ひとしきり殴り疲れたのか、俺は床にドサッと落とされる。
「……。」
「ハァハァ…何だこいつ。こっちが息上がっちまう。」
「おい、これ使え。」
バケツにたっぷりの水を入れてきた男が俺の目の前にそれを置く。
はっ。水責め?酷い事するなぁ。朦朧とする意識の中、両腕を持たれてバケツに顔を突っ込まれる。
息が続かず、水を飲み身体が暴れる。
「オラァ、言わねぇと死ぬぞ」
ギリギリのところで顔を上げられる。
「ゲホッゴホッごほっ…はぁはぁっ」
「てめぇの親玉は誰だ?」
ニャァと笑う顔に唾を吐いてやる。死んでも言うもんか。
「おら、もっかい水飲め」
ゴボゴボと呼吸ができない。
そいや、綾木さんに怪我するなって言われてたのに。傷だらけだ。着物も泥だらけ。悪い事したなぁ。

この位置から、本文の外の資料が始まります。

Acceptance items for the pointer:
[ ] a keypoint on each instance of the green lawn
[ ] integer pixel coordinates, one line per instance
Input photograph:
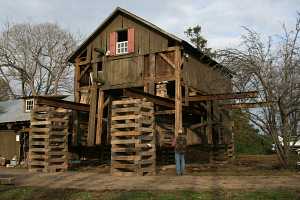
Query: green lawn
(28, 193)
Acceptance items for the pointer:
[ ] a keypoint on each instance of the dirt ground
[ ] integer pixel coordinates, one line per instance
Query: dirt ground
(247, 172)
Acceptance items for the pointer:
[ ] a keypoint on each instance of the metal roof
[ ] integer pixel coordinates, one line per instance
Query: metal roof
(13, 111)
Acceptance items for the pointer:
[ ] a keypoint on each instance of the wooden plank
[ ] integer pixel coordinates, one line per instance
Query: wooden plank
(125, 125)
(165, 58)
(100, 117)
(40, 130)
(178, 93)
(92, 117)
(236, 95)
(124, 117)
(165, 112)
(209, 128)
(155, 99)
(84, 71)
(247, 105)
(122, 141)
(128, 158)
(126, 133)
(58, 103)
(151, 84)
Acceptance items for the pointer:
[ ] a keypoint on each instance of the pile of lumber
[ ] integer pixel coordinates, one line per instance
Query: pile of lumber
(133, 143)
(48, 147)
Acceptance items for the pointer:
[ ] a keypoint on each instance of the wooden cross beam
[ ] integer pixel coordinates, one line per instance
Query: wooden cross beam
(246, 105)
(58, 103)
(236, 95)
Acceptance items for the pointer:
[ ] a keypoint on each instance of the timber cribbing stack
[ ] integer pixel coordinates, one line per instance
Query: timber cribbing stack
(48, 140)
(133, 142)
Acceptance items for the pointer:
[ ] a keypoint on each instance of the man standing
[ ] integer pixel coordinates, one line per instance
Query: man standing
(180, 146)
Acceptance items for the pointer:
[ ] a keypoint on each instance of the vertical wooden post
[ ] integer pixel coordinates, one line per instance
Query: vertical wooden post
(92, 116)
(152, 74)
(100, 117)
(209, 129)
(178, 94)
(77, 99)
(109, 113)
(186, 94)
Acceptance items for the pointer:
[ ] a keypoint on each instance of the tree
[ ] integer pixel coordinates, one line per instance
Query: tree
(271, 67)
(33, 59)
(4, 90)
(247, 138)
(194, 34)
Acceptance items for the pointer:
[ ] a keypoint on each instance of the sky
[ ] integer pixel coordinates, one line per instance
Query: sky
(221, 20)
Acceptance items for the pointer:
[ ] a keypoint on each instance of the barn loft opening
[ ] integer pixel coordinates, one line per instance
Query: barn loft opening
(122, 42)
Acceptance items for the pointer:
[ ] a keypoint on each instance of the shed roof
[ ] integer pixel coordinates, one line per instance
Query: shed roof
(13, 111)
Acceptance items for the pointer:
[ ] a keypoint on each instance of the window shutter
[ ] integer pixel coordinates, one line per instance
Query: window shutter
(130, 40)
(112, 43)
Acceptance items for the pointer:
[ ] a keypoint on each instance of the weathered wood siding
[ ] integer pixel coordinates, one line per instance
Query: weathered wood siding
(204, 78)
(128, 69)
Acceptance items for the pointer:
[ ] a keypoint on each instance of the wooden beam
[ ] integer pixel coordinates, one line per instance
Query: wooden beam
(155, 99)
(100, 117)
(76, 80)
(237, 95)
(106, 102)
(92, 116)
(178, 93)
(151, 86)
(247, 105)
(165, 112)
(58, 103)
(186, 95)
(165, 58)
(210, 119)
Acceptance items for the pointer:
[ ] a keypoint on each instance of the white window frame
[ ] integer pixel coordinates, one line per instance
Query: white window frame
(29, 104)
(122, 47)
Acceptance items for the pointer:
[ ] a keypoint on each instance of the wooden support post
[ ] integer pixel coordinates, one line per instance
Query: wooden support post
(178, 94)
(186, 95)
(100, 117)
(92, 116)
(151, 87)
(77, 99)
(109, 114)
(209, 129)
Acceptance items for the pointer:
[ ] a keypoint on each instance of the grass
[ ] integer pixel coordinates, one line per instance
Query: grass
(28, 193)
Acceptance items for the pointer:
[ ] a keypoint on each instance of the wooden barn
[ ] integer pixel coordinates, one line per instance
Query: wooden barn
(137, 86)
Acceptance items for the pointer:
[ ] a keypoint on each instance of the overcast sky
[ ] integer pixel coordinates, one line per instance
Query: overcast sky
(221, 20)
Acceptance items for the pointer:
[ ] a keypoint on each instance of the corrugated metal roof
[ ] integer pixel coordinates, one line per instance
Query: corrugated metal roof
(13, 111)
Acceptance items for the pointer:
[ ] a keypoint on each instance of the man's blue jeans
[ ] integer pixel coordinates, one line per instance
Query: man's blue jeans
(180, 163)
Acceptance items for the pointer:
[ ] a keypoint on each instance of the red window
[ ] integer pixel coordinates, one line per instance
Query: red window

苦しみに意識が飛びそうになるとまた水から引き上げられる。
「ゲホッげほっ…はぁっはっ」
「言う気になったか?」
「はぁ…はぁ…。誰が言うかよ…。世話になった人…売るような真似…っ死んでもするか…っ」
睨みつける様に言うと、男の目の色が変わる。
「そうか、じゃぁ死ね。」
そう言うと、また水に頭を突っ込まれる。今度は息が止まるまで離すつもりはないのだろう。
意識が遠退く中、周りが悲鳴に包まれる。
―成宮!!おい!しっかりろ!―
あ、綾木さんだ。そんな顔しないで下さいよ。俺死んでませんよ…。
「しっかりろ!成宮!!」
パシッと頬を叩かれて意識がスッと戻る。
「っ…ごほっごほっげほっ…ハァハァ…すみませ…っ今の棺桶に片足突っ込んでたな…」
苦笑いして周りを見ると血の海だ。太刀を持っているのは康太だ。この人は殺しも笑顔か。俺が見ている事に気付いてニコリと笑ってくれる。
「さて、帰るか。立てるか?」
綾木に支えられて立とうとするが上手く立てない。
「あれ…足が…」
「ったく…打掛脱げ濡れて重いんだよ。」
言われた通りに打掛を脱ぐと、ぐいっと抱き上げられる。打掛は康太が持ってくれた。
「へ?あ、あぁぁ綾木さん??」
「うっせー重いんだから暴れんな。」
疲れた顔でため息をつく。俺、ヘマしちゃったから、怒ってんのかな。
「すみません、なんか俺…あんま役に立たなくて」
しょんぼりボソリと言うと、綾木がは?という風に俺を見てくる。
「何言ってんだ?十分役に立ってたろ。こっちこそ、助けに入るのが遅くなってごめんな。」
外に出ると辺りは真っ暗だ。
「え。俺もしかして…丸一日あそこ居たんスか?」
どうりで、身体がガクガクなわけだ。
「成宮、あいつらに酷いことされなかったか?」
俺はキョトンとする。
「そりゃ、まぁ…殴る蹴るされて水責めにはされましたけど?」
「それだけか?」
「それだけってなんスか!マジ死ぬかと思ったんすよ!?」
むかぁぁっとして抗議すると一瞬綾木はホッとしたような顔をすると、また嫌そうにそっぽを向く。
「お前は殺しても死にそうにねぇな。」
「どーいう事ッスかぁ!!わっぷ!」
俺はまたバフっと外套を被せられ馬に乗せられる。
「帰るぞ。処理班、後は頼んだ。早めに片付けて帰ってこい。」
「了解です。」
康太がニコリと笑う。後ろは死体の処理や人質の解放でてんてこ舞いのようだった。
こうして、遊郭での拉致誘拐事件は一応の収まりを見せた。俺も綾木もやっと終わったと安堵のため息をついていた。数日後に起こるこの港町の一大事など、俺達は知る由もない。